Forget about trying to chop a small amount of cooked chicken. It got tangled up in the blades and slots, then the chicken got packed in the space in the blade housing. It looked like a big wad of chicken-flavored gum. Not pretty.
If you want to whip cream to stiff peaks, get a whisk attachment. The Cuisinart sort of thickened the cream and that's about all.
The rod and blade aren't detachable, so it takes more room to store, and cleaning isn't as convenient because you can't immerse the handle and motor. Add a little dish detergent in some warm water, then blend to get the Cuisinart nice and clean.
Always make sure it's unplugged before cleaning it by hand or touching the blades. That goes for all the immersion blenders.
> Bottom line: It secured a strong second place.
Oster Inspire hand blender
about $20 at most Target stores
> First look: White body with high- and low-speed buttons. Detachable blending rod and blade housing is stainless steel. Comes with a 20-ounce clear plastic blending/measuring cup with lid.
> The rundown: Features a 250-watt motor. It's the least expensive model we tried. The manual states that the blender is not designed to crush ice.
> Upside: The measuring cup is pretty cool. It looks like a laboratory beaker. And the blending rod twists off, so it's easy to clean and store. The unit also comes with a little hook, which is handy for hanging.
The Oster blender makes quick work pureeing soup and is a whiz at vinaigrettes. It quickly pureed the carrot and rice mixture and turned chunky salsa into a smooth mixture in no time at all.
> Downside: It splashes more than the other two blenders tested. The rod is the shortest of the three blenders, so it can't be used in as deep a container as the KitchenAid, which has the longest shaft.
Oddly enough, while the blending rod does twist off from the handle, the "tighten" arrow points left, which loosens, and the "loosen" arrow points to the right, which actually tightens.
All of the little quirks of the Oster hand blender would be forgivable if not for the appliance's major flaw: It's noisier than a jackhammer. Let the metal blade housing touch the bottom of a metal pan or bowl and get prepared for a jarring, unbearable jangle that sets your teeth on edge. Don't be surprised if the neighborhood dogs start to howl, either.

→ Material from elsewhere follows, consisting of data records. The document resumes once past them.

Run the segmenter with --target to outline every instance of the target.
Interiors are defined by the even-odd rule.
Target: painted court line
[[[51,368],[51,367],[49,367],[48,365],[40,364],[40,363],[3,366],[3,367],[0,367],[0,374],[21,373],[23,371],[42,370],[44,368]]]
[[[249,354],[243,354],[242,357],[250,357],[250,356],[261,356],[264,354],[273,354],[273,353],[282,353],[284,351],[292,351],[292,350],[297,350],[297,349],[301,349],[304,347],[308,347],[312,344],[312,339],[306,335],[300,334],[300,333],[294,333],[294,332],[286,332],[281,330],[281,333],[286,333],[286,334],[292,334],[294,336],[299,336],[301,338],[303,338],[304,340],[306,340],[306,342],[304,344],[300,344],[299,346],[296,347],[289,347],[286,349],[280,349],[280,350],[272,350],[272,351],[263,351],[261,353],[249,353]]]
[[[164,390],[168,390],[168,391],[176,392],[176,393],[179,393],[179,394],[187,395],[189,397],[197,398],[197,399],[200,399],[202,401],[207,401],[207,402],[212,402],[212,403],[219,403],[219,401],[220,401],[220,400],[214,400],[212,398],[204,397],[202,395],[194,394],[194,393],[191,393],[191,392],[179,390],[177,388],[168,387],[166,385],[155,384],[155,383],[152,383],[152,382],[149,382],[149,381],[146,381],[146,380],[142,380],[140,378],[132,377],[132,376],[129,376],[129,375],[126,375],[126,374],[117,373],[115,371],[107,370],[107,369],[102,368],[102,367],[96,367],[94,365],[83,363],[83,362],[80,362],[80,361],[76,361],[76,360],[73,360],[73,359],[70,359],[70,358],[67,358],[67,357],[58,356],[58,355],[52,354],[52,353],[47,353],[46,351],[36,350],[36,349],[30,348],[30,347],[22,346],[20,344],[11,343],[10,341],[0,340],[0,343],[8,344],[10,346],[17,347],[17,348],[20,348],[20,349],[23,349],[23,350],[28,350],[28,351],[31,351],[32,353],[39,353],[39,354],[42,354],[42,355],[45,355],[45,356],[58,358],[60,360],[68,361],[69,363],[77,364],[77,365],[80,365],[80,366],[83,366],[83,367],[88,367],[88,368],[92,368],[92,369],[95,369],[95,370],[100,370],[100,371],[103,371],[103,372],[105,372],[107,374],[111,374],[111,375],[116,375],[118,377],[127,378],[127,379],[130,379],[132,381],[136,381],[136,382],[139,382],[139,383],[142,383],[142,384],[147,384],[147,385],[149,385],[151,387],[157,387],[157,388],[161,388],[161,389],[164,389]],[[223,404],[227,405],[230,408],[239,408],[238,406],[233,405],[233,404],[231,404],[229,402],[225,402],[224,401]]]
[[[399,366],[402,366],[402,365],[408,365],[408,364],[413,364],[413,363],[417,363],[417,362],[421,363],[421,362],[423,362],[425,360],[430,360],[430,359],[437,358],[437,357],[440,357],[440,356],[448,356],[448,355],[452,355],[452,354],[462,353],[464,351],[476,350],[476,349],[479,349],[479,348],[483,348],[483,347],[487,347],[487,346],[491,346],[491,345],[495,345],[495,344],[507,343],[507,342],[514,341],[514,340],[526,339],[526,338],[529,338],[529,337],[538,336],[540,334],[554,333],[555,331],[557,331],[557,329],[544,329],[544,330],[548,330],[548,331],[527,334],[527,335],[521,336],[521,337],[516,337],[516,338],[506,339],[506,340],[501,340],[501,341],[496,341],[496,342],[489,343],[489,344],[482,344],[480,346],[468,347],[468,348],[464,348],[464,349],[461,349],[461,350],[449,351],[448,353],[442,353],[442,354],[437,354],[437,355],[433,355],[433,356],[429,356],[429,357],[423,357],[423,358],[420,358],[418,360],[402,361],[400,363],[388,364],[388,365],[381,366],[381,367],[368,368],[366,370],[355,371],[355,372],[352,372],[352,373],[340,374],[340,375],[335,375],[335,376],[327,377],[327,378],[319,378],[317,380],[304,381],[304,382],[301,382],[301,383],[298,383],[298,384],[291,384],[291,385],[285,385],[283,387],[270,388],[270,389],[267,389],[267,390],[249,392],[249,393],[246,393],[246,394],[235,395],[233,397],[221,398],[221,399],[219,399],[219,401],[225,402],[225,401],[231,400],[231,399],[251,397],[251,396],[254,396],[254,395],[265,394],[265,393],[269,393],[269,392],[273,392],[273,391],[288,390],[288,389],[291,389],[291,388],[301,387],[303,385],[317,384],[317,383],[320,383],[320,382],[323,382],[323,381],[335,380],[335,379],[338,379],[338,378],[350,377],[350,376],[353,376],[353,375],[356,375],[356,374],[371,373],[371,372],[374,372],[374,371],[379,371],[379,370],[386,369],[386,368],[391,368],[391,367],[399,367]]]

> Bottom line: Obnoxious noise polluter.
KitchenAid immersion blender KHB100
$39.88 at BrandsMart USA
> First look: Tallest of the three tested, the KitchenAid comes in cobalt, white, black and red. It features a detachable, dishwasher-safe stainless steel blending attachment and blades.
> The rundown: It includes a 24-ounce clear plastic cup with a lid. The blender has nine speeds, easily accessible by twisting a knob on the top of the handle. The immersible blending rod is about 8 inches long, making it longer than the other two tested. It comes with a "hassle-free" replacement warranty.
> Upside: How can you not love those vivid KitchenAid colors?
When blending soups, salsa, vegetables or chopping cooked chicken, don't blink. This appliance does it so quickly and efficiently that it's easy to miss the action.
It boasts a powerful but quiet motor. Blend in metal or glass containers and you get a gentle hum compared to the Oster's racket.
The cord is a generous 5 feet long --- as were the cords on the two other blenders tested --- but this one is heavy-duty, without any seams. It's easy to clean and won't trap food.
> Downside: The blender has two buttons on either side of the handle, near the bottom. You squeeze the buttons to release the blade attachment. That's fine in theory, but in reality, it was difficult to do. It took a bit of squeezing.
None of the blenders whipped cream to stiff peaks, but the KitchenAid did get it slightly thicker than the others. But if hand blenders were really designed to whip cream, chances are some of them wouldn't have to include a whisk attachment.
> Bottom line: If you're in the market for a hand blender, make it KitchenAid.